In our model, we explored two replication regimes: Under one regime, which we call “private”, all findings are replicated by the author before publication to guard against subsequent replication failures. Findings that do not replicate are not published. Under an alternative regime, which we call “public”, all significant findings are published and hence their replicability is uncertain upon publication. Published studies are replicated only when the scientific community considers them to be interesting—and as we just noted, few findings are considered interesting and so few published findings are replicated.
When we compare those two regimes, one pervasive finding emerges: The private replication regime incurs a considerably greater cost, in terms of total number of experiments conducted, than the public replication regime to uncover the same new knowledge.
Every replication of a study that no one ultimately cares about represents an opportunity cost. Effort that could have been put towards a more productive purpose has been wasted. Given that waste of resources has been identified as a major adverse consequence of the replication crisis, our results caution against routine prepublication replication of new findings.
Our finding holds regardless of whether one uses conventional frequentist statistical methods or Bayesian statistics, it holds if only positive findings are considered as well as when null results are also considered interesting, and it applies to theory-guided research as much as it applies to discovery-oriented (exploratory) research. Perhaps ironically, the scientific community overall accumulates more knowledge over time if findings are published before their replicability has been established.
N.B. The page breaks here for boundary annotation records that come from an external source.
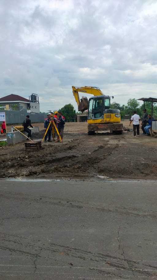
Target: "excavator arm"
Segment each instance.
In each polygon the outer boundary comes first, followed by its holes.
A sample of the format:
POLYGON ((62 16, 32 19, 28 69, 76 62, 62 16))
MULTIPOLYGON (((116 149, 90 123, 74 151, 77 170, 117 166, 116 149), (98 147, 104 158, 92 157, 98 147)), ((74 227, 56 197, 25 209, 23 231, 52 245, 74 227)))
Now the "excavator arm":
POLYGON ((92 86, 82 86, 80 87, 75 87, 72 86, 73 94, 75 98, 76 103, 78 105, 78 110, 83 113, 85 110, 87 110, 88 106, 88 100, 87 97, 82 96, 80 99, 78 92, 83 93, 88 93, 92 94, 95 96, 103 95, 103 93, 98 87, 92 86))

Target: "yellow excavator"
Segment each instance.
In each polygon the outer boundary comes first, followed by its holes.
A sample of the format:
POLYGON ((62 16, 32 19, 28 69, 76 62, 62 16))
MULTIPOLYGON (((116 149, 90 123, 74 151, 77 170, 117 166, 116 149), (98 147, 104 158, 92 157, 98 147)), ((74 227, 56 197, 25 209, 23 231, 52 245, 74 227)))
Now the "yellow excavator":
MULTIPOLYGON (((94 134, 98 131, 109 131, 121 134, 123 124, 121 123, 121 114, 118 109, 110 109, 111 97, 104 95, 98 87, 72 86, 73 94, 78 105, 78 110, 82 113, 88 110, 88 134, 94 134), (80 99, 78 92, 93 94, 88 100, 82 96, 80 99)), ((113 98, 113 97, 112 97, 113 98)))

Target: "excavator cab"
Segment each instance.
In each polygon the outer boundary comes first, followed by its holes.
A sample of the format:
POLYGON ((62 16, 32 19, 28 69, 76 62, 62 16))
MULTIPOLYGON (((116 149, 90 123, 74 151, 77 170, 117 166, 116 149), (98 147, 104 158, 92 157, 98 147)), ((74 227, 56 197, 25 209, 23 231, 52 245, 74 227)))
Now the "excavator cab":
POLYGON ((105 110, 110 107, 110 97, 107 95, 94 96, 90 98, 88 119, 103 119, 105 110))

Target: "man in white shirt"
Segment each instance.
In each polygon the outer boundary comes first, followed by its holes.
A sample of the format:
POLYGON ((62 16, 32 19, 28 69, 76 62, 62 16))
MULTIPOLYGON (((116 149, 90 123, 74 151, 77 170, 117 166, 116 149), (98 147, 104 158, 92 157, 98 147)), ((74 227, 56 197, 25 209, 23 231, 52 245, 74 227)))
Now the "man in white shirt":
POLYGON ((140 117, 139 115, 137 115, 137 112, 136 111, 134 111, 134 115, 133 115, 131 118, 129 126, 131 125, 131 123, 132 122, 133 124, 133 130, 134 131, 134 136, 133 136, 132 137, 136 137, 136 130, 137 130, 137 136, 139 137, 140 136, 140 117))

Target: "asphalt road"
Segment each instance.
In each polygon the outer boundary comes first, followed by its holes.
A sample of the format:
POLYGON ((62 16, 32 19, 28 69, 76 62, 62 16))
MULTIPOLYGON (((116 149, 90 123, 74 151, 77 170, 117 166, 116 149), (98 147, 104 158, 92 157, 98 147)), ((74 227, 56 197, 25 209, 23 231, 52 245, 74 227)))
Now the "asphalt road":
POLYGON ((157 279, 156 182, 1 181, 0 190, 1 280, 157 279))

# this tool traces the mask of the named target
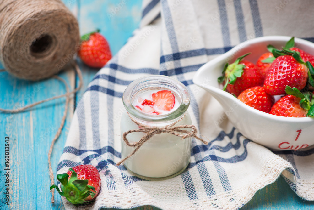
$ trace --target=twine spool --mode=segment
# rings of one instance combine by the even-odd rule
[[[51,77],[79,49],[78,24],[60,0],[0,1],[0,61],[9,73]]]

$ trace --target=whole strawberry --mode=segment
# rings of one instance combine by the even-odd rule
[[[288,94],[282,97],[272,107],[269,114],[290,117],[314,116],[313,94],[310,92],[301,93],[295,88],[287,86]]]
[[[284,94],[287,85],[301,90],[306,84],[308,71],[304,64],[297,61],[292,56],[279,56],[269,67],[264,87],[266,93],[273,95]]]
[[[108,42],[99,31],[97,30],[82,37],[78,53],[83,63],[93,68],[101,68],[112,57]]]
[[[234,63],[226,64],[218,82],[223,83],[223,90],[237,97],[246,89],[263,84],[263,80],[257,66],[252,62],[241,61],[248,53],[239,57]]]
[[[270,58],[273,58],[273,55],[270,52],[265,53],[261,56],[257,60],[256,65],[258,68],[260,73],[263,78],[265,78],[268,73],[271,63],[266,63],[263,61],[265,59]]]
[[[273,106],[269,114],[290,117],[305,117],[307,111],[300,106],[301,99],[288,95],[281,98]]]
[[[55,188],[61,196],[76,206],[92,203],[99,192],[100,176],[97,169],[91,165],[70,168],[66,173],[57,175],[57,179],[61,183],[61,191],[55,184],[50,189]]]
[[[254,109],[267,113],[269,112],[275,99],[268,95],[264,87],[257,86],[244,90],[238,96],[238,99]]]

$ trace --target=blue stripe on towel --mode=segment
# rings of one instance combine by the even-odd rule
[[[181,177],[184,184],[185,191],[186,191],[187,194],[190,200],[192,200],[198,198],[190,172],[188,171],[184,173],[181,174]]]

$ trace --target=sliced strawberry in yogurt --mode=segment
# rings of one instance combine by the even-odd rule
[[[175,105],[175,96],[169,90],[160,90],[152,94],[152,99],[158,109],[170,111]]]

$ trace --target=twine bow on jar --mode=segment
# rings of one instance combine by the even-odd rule
[[[204,141],[196,135],[198,132],[197,129],[195,126],[193,125],[183,125],[176,126],[174,126],[175,125],[183,119],[183,117],[172,124],[163,127],[159,127],[157,126],[151,127],[139,122],[130,116],[128,113],[128,114],[129,115],[129,116],[130,117],[130,118],[133,121],[133,122],[142,128],[135,130],[130,130],[123,133],[122,139],[125,143],[128,146],[135,147],[135,148],[133,151],[129,154],[127,156],[117,163],[116,165],[117,166],[120,165],[127,159],[135,154],[145,142],[148,140],[154,135],[156,134],[160,134],[162,133],[168,133],[175,136],[181,137],[181,139],[193,137],[199,140],[205,145],[208,144],[207,141]],[[190,128],[191,130],[189,131],[187,130],[184,130],[183,129],[184,128]],[[129,142],[127,138],[127,134],[137,132],[142,132],[146,133],[146,134],[144,135],[138,141],[135,142]]]

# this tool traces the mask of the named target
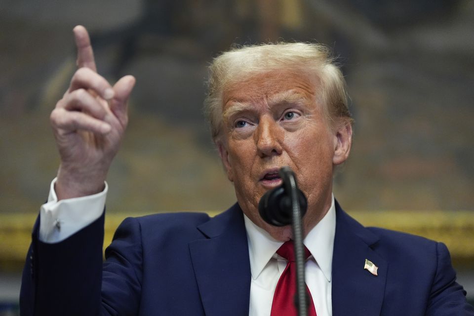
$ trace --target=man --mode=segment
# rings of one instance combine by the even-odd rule
[[[311,315],[474,315],[445,246],[364,228],[334,200],[352,118],[342,74],[316,44],[246,47],[214,60],[206,104],[237,203],[213,218],[127,219],[103,267],[105,180],[135,79],[110,86],[95,72],[86,31],[74,32],[79,69],[51,115],[61,164],[33,234],[22,315],[289,315],[279,280],[291,270],[280,251],[291,228],[258,212],[283,166],[308,198]]]

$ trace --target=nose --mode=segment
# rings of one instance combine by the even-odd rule
[[[254,134],[257,152],[261,158],[281,155],[284,132],[273,118],[261,118]]]

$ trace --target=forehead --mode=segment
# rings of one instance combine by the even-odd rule
[[[314,100],[315,80],[304,72],[272,71],[252,76],[248,79],[228,84],[224,90],[224,108],[235,102],[267,101],[290,95]]]

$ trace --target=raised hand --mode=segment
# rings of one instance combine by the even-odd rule
[[[58,199],[103,190],[126,127],[127,103],[135,82],[126,76],[111,86],[96,72],[87,30],[78,26],[74,32],[78,69],[50,116],[61,158]]]

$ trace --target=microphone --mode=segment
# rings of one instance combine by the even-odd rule
[[[296,191],[301,217],[308,208],[304,194],[298,188],[295,174],[289,167],[283,167],[278,171],[282,183],[267,191],[258,203],[258,211],[264,221],[275,226],[284,226],[293,223],[292,191]]]

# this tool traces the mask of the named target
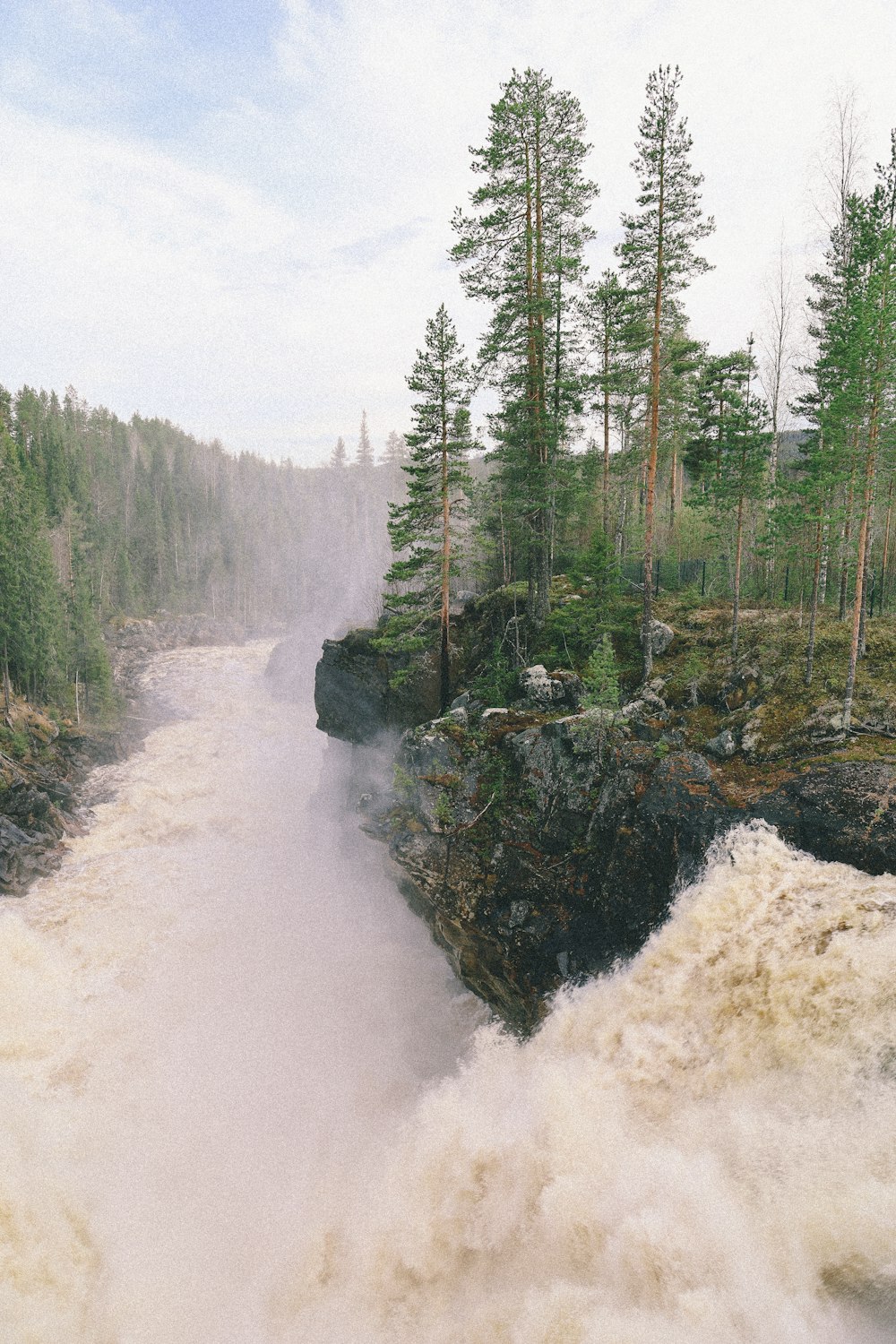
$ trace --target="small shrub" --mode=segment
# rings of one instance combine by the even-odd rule
[[[613,650],[613,640],[604,634],[587,661],[584,676],[586,704],[591,708],[617,710],[619,707],[619,668]]]

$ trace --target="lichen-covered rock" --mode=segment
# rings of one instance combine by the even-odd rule
[[[578,710],[584,696],[582,677],[575,672],[548,672],[536,663],[520,672],[520,692],[523,699],[536,710]]]
[[[709,738],[705,750],[717,761],[727,761],[737,750],[737,739],[731,728],[723,728],[715,738]]]
[[[387,728],[406,728],[439,711],[438,675],[424,661],[400,687],[394,664],[373,646],[375,630],[324,640],[314,672],[317,727],[343,742],[372,742]]]
[[[676,632],[665,621],[652,621],[649,628],[650,634],[650,652],[654,659],[662,657],[662,655],[672,646],[672,641],[676,637]]]

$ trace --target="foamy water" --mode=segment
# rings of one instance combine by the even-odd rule
[[[184,716],[0,914],[0,1339],[896,1339],[896,880],[742,828],[477,1030],[265,656],[163,656]]]

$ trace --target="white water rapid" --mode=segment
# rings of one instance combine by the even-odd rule
[[[520,1044],[266,653],[160,656],[181,718],[0,910],[0,1340],[896,1339],[896,879],[742,828]]]

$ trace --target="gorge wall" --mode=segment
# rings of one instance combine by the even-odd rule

Our model nonetheless heeds calls for a strong “replication culture”: By freeing up resources, adoption of our model would facilitate powerful, large-scale replications that are particularly resource intensive. Our model is also compatible with the overwhelming expert opinion that replications are more useful if they are conducted by someone other than the original author.
There are, however, some concerns that arise from the public replication regime in our model. First, the model has nothing to say about the distribution of workload. The public replication regime is demonstrably more efficient overall, but it is unclear who benefits from the savings. Is it junior post-docs? Senior professors? Students? Are the savings distributed evenly across gender?
Second, and perhaps most concerning, published studies will continue to fail to replicate, which at first glance rather calls into question the wisdom of the public replication regime. Successful adoption of our model therefore also requires a reform of the current publication regime. Our article therefore contains the following recommendations: “We suggest that the public-replication regime can live up to its promise if (1) non-replicated findings are published provisionally and with an embargo (e.g., 1 year) against media coverage or citation. (2) Provisional publications are accompanied by an invitation for replication by other researchers. (3) If the replication is successful, the replicators become co-authors, and an archival publication of record replaces the provisional version. (4) Replication failure leads to a public withdrawal of the provisional publication accompanied by a citable public acknowledgement of the replicators. This ensures that replication failures are known, thus eliminating publication bias. (5) If no one seeks to replicate a provisional finding, the original publication becomes archival after the embargo expires with a note that it did not attract interest in replication. This status can still change into (3) or (4) if a replication is undertaken later.”
Solving the replication crisis requires a cultural shift and requires that well-targeted replications become mainstream. But routine replication before publication, perhaps paradoxically, is not the best solution.